By Omobayo Azeez
As report indicates that the general Africa’s economy is on growth path, Akinwumi Adesina, president of the Development Bank (AfDB) has called for inclusive growth that touches the lives of individuals in the continent.
While unveiling The 2020 African Economic Outlook (AEO) report in Abidjan, Ivory Coast on Monday, Adesina stressed that except it impacts directly on the lives of poor Africans, the projected improvement in Africa gross domestic product (GDP) matters less.
The AEO showed that the continent’s economies are growing well, higher than the global average. The report projected a steady rise in growth in Africa from 3.4 per cent in 2019 to 3.9 per cent in 2020 and 4.1 per cent in 2021.
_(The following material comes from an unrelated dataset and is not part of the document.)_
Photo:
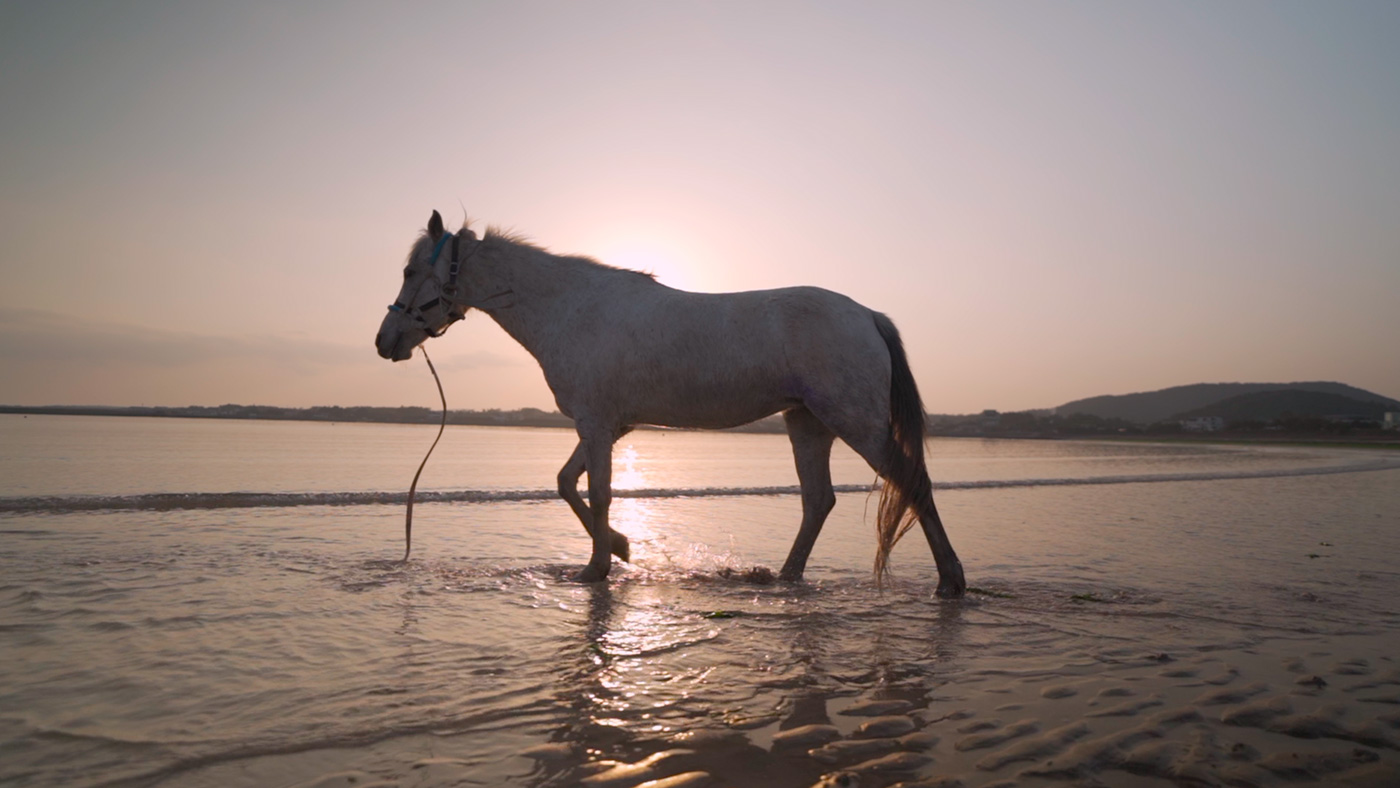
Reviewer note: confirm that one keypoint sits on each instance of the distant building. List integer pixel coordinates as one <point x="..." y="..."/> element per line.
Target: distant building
<point x="1203" y="424"/>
According to the report, these figures do not tell the whole story. Across the continent, the poor are not seeing enough of the benefits of robust growth. Relatively few African countries posted significant declines in extreme poverty and inequality, which remain higher than in other regions of the world.
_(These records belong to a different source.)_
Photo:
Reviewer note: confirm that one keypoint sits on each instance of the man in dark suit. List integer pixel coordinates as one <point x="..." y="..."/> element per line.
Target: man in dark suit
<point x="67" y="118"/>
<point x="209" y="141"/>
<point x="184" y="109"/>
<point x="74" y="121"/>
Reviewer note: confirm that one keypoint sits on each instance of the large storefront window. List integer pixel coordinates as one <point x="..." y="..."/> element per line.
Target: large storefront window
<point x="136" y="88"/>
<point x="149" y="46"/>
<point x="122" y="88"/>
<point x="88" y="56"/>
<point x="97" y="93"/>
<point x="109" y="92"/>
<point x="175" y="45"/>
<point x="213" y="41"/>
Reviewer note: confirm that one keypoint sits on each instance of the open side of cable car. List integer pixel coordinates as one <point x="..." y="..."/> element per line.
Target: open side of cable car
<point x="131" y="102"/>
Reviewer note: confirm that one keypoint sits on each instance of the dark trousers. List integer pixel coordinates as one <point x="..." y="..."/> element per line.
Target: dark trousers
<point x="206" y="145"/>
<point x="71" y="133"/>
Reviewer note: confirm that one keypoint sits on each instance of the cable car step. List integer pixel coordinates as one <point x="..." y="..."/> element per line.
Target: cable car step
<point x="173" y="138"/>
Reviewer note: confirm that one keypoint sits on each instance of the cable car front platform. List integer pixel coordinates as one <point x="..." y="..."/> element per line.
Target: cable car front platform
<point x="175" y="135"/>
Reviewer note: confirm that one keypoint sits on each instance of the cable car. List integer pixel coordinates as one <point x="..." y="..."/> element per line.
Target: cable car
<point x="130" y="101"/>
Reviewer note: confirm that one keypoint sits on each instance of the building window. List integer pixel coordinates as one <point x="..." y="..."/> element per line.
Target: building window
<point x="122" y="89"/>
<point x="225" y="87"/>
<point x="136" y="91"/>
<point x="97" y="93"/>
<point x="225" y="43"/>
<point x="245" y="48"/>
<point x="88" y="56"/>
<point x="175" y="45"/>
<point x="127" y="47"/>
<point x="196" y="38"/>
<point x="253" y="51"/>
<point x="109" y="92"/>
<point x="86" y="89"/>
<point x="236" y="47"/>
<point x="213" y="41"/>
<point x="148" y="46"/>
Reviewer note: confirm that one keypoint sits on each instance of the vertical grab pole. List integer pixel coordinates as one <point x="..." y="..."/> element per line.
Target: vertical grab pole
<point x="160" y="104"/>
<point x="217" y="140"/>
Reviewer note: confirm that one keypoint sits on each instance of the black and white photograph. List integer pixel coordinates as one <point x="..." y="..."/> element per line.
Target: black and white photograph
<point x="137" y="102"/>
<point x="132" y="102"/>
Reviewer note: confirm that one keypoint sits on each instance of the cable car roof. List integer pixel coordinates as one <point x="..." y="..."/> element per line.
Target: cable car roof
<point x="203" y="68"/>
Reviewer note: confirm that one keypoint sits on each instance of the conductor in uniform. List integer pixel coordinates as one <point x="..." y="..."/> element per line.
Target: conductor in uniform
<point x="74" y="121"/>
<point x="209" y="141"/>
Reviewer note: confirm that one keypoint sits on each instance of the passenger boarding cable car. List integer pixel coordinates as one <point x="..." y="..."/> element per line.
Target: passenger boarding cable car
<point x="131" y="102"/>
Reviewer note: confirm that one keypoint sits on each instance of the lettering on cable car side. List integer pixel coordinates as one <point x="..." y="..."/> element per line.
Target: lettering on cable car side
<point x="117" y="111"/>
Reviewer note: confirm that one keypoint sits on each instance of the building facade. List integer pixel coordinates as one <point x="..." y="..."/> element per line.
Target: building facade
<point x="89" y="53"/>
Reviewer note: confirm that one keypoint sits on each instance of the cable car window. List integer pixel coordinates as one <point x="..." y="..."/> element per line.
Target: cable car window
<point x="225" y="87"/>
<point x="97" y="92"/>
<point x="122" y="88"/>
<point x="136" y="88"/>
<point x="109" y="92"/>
The report revealed that inclusive growth occurred in only 18 of 48 African countries with data.
“Growth must be visible. Growth must be equitable. Growth must be felt in the lives of people, ” said Adesina.
The theme of the 2020 Africa Economic Outlook report, ‘Developing Africa’s Workforce for the Future’, calls for swift action to address human capital development in African countries, where inclusive growth has been held back by a mismatch between young workers’ skills and the needs of employers.
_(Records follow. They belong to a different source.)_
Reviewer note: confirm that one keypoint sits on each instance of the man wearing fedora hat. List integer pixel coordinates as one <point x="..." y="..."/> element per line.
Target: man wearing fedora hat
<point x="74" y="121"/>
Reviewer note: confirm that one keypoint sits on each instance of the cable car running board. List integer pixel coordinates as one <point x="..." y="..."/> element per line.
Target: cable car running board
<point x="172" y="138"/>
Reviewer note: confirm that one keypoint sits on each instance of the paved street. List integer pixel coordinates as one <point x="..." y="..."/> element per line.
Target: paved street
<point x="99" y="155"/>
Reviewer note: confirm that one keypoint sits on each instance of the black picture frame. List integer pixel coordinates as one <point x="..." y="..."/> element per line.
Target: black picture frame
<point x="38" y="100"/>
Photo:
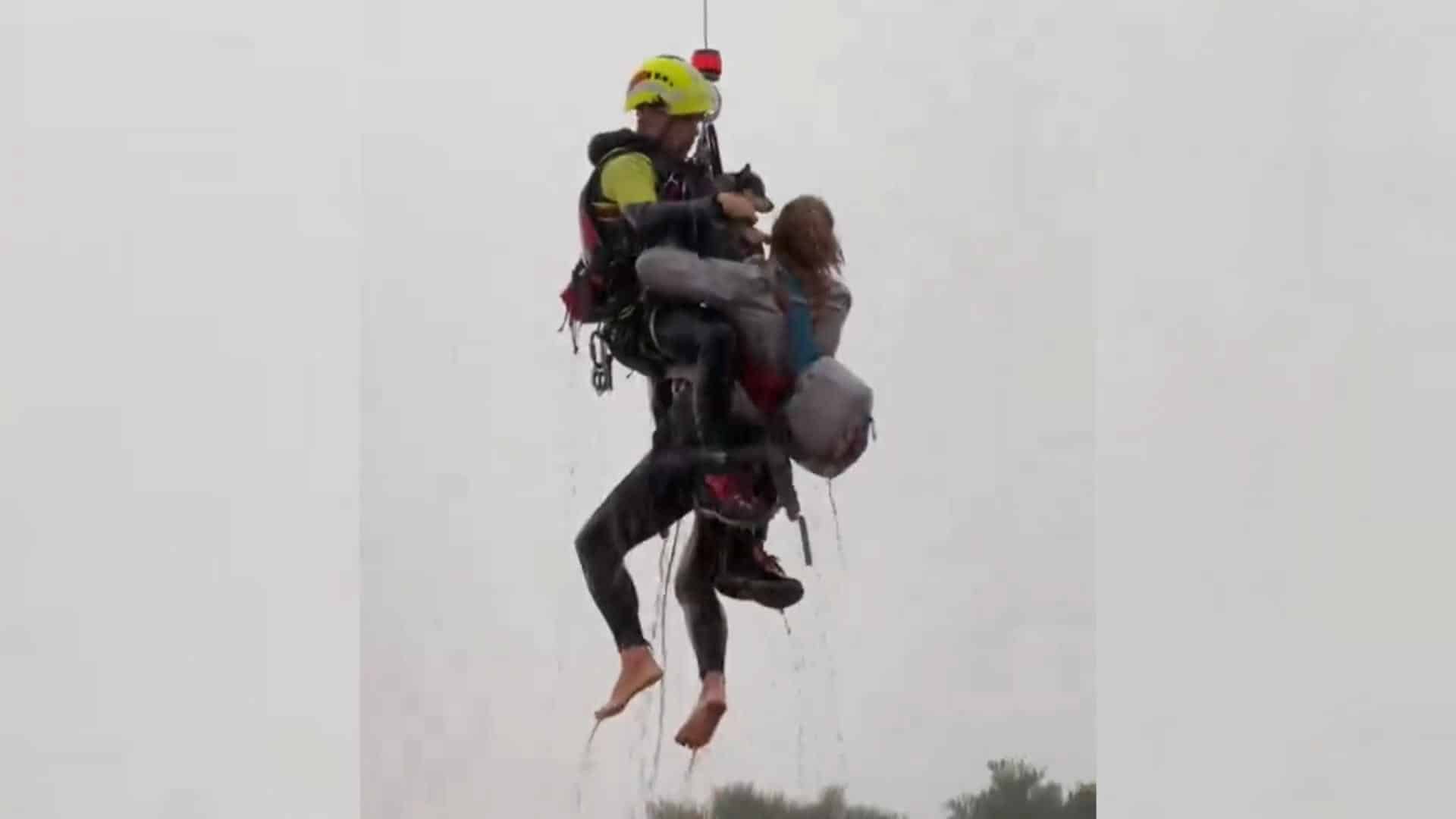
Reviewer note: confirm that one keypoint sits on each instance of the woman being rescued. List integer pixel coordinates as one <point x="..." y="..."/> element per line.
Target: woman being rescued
<point x="789" y="311"/>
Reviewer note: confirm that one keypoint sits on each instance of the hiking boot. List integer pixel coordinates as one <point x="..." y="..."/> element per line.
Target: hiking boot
<point x="755" y="575"/>
<point x="733" y="499"/>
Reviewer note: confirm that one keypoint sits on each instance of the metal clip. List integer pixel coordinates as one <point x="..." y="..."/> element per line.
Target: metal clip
<point x="601" y="363"/>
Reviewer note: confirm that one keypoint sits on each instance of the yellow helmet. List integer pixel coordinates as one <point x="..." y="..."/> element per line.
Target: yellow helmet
<point x="672" y="82"/>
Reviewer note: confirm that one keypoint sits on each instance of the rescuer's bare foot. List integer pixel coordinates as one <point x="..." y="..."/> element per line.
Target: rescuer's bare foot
<point x="701" y="725"/>
<point x="638" y="672"/>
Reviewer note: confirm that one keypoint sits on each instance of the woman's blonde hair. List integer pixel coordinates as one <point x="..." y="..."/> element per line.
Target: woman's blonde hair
<point x="804" y="240"/>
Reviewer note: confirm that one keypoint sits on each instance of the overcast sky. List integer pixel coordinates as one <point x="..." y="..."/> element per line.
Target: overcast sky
<point x="293" y="455"/>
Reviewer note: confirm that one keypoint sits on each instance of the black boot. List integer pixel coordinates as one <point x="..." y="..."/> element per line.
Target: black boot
<point x="748" y="573"/>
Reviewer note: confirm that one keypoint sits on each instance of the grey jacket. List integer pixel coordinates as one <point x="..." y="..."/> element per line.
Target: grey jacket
<point x="827" y="400"/>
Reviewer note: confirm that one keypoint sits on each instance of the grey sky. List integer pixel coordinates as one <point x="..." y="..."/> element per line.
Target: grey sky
<point x="291" y="453"/>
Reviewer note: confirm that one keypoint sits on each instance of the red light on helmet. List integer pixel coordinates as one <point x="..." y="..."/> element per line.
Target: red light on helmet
<point x="708" y="63"/>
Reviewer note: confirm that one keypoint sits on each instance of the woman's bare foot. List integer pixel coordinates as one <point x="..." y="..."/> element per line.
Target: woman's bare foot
<point x="638" y="672"/>
<point x="701" y="725"/>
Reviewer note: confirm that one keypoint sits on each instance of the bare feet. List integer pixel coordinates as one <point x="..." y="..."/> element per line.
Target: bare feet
<point x="638" y="672"/>
<point x="704" y="720"/>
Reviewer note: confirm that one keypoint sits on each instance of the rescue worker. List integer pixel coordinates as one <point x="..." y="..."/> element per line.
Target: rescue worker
<point x="642" y="191"/>
<point x="661" y="487"/>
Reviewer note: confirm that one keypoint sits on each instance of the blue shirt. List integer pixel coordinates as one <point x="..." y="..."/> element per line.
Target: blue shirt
<point x="802" y="349"/>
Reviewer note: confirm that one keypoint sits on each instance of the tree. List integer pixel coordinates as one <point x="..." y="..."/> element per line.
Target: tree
<point x="1017" y="792"/>
<point x="745" y="802"/>
<point x="1021" y="792"/>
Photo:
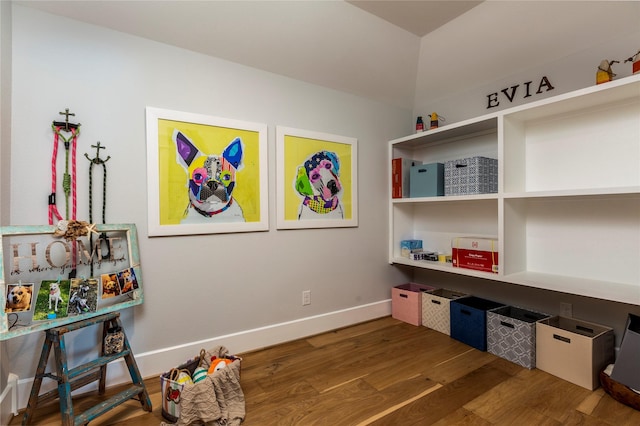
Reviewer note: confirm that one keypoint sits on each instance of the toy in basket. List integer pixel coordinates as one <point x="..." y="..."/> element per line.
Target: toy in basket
<point x="173" y="382"/>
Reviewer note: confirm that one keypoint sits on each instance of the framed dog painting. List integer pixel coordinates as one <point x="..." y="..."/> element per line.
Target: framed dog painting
<point x="205" y="174"/>
<point x="317" y="179"/>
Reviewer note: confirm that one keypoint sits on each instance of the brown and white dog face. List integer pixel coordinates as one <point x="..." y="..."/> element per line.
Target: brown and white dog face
<point x="318" y="181"/>
<point x="18" y="298"/>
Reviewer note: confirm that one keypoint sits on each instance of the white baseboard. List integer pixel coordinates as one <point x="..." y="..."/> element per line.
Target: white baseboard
<point x="156" y="362"/>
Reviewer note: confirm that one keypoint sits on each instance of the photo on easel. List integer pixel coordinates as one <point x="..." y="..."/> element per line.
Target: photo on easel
<point x="110" y="286"/>
<point x="52" y="300"/>
<point x="127" y="280"/>
<point x="19" y="297"/>
<point x="84" y="296"/>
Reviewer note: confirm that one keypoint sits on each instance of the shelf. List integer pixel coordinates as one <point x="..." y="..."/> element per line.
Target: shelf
<point x="443" y="267"/>
<point x="628" y="191"/>
<point x="487" y="124"/>
<point x="617" y="292"/>
<point x="567" y="211"/>
<point x="444" y="199"/>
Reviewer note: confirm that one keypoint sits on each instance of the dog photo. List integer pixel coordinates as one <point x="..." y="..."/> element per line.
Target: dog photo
<point x="110" y="285"/>
<point x="210" y="180"/>
<point x="84" y="296"/>
<point x="318" y="183"/>
<point x="18" y="297"/>
<point x="317" y="179"/>
<point x="53" y="300"/>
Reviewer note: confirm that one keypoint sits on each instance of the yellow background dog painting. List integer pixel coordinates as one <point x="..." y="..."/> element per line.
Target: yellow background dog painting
<point x="297" y="150"/>
<point x="210" y="140"/>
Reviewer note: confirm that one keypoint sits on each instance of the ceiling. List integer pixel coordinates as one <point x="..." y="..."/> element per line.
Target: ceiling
<point x="372" y="49"/>
<point x="417" y="17"/>
<point x="367" y="48"/>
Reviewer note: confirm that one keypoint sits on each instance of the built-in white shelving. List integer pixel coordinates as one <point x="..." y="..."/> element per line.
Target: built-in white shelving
<point x="567" y="211"/>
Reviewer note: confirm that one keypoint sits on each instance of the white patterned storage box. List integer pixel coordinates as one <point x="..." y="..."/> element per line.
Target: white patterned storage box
<point x="511" y="334"/>
<point x="436" y="312"/>
<point x="474" y="175"/>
The bank’s flagship report states that increased investment in education is key as well as progressive universalism in education spending.
It recommends setting high priorities for the poor and disadvantaged and focusing on basic education first where social returns are highest.
Its recommendations also include improving access to education in remote areas, incentives such as free uniforms and text books, banning child labour and improving teaching standards.
To better match skills with job opportunities, the report recommends that governments need to develop a demand-driven education system in tune with rapidly emerging jobs in the private sector, including software engineers, marketing specialists and data analysts, the report says.
“Africa is blessed with resources, but its future lies in its people… Education is the great equaliser. Only by developing our workforce will we make a dent in poverty, close the income gap between rich and poor, and adopt new technologies to create jobs in knowledge-intensive sectors,” said Hanan Morsy, director of the macroeconomic policy, forecasting and research department at the bank.